Dae-shik, le meilleur ami de Oh-soo reçoit à son tour une carte, puis il est assassiné et là encore, Oh Seung-Ah choisit de défendre le coupable. Il n’y a plus aucun doute quant aux raisons de ces meutres : quelqu’un essaye de venger la mort du lycéen tué il y a 12 ans en faisant assassiner toutes les personnes plus ou moins impliquées. Mais qui se cache derrière ce plan machiavélique ?

Mon avis

Découvert totalement par hasard, ce petit bijou de drama a été un coup de coeur immédiat. Bon, je n’ai vu que deux épisodes (le douzième… oui, je suis tombée sur le douzième épisode et c’est ce qui m’a motivée à téBIIIIP la série).

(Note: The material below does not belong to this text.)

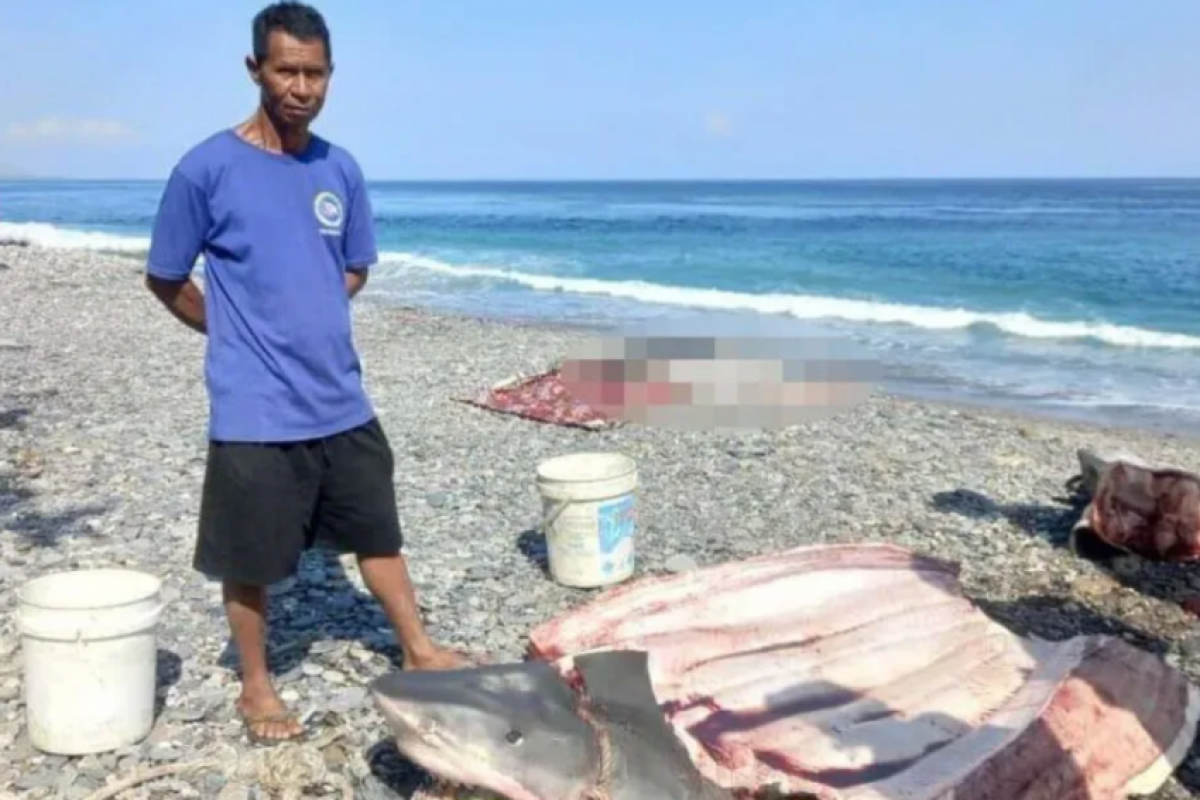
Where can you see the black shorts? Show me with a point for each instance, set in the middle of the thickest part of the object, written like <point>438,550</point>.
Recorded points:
<point>264,504</point>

J’étais souvent dans le stéréotype drama = romance scolaire (notez, je ne suis pas réfractaire à la school romance, loin de là, déjà, parce qu’en en écrivant moi-même, ce serait faire preuve de mauvaise foi et puis, c’est sympa pour se détendre, une histoire d’amour sur fond de vie lycéenne. Mais je trouvais que la plupart des drama restaient très basiques). Et là, surprise, je tombe sur The Devil, un polar rudement bien ficelé. Je ne peux juger l’ensemble de la série mais les deux épisodes (et le troisième en cours de visionnage pendant cette chronique) m’ont convaincu que ce drama est un petit bijou.

L’intrigue qui semble démarrer sur une banale histoire de tueur en série nous dévoile une sombre vengeance. Le jeu des acteurs est plutôt pas mal, notamment le mystérieux avocat qui me fait beaucoup penser à Light de Death Note par sa froideur et son côté manipulateur. La présence d’un personnage qui possède un don paranormal n’est pas récent dans un polar mais c’est plutôt rare le don de psychométrie (la possibilité de voir le passif en touchant simplement un objet.). L’inspecteur Kang est un personnage très intéressant, avec un sombre passé et des relations troubles mais qui ne l’empêche pas d’avoir des moments d’humour. Il me fait un peu penser à l’inspecteur Quentin dans le manga Cat’s Eyes.

La série regorge de symboliques et de référence à la fois à la psychatrie, à la religion et d’une façon à la spiritualité. Et chose notable, on n’oublie pas qu’on est en Corée du Sud, montrant bien que le réalisateur ne veut pas faire un copier collé des séries policières américaines.

La série n’est pas exempt de défaut dont un auquel il faut s’habituer, c’est les moments de tremblements de la caméra. Ce n’est pas toujours le cas mais, c’est un peu agaçant.

Bref, je pense que ce drama mérite d’être découvert. Et dès la fin de mon visionnage, je vous proposerai une critique plus longue.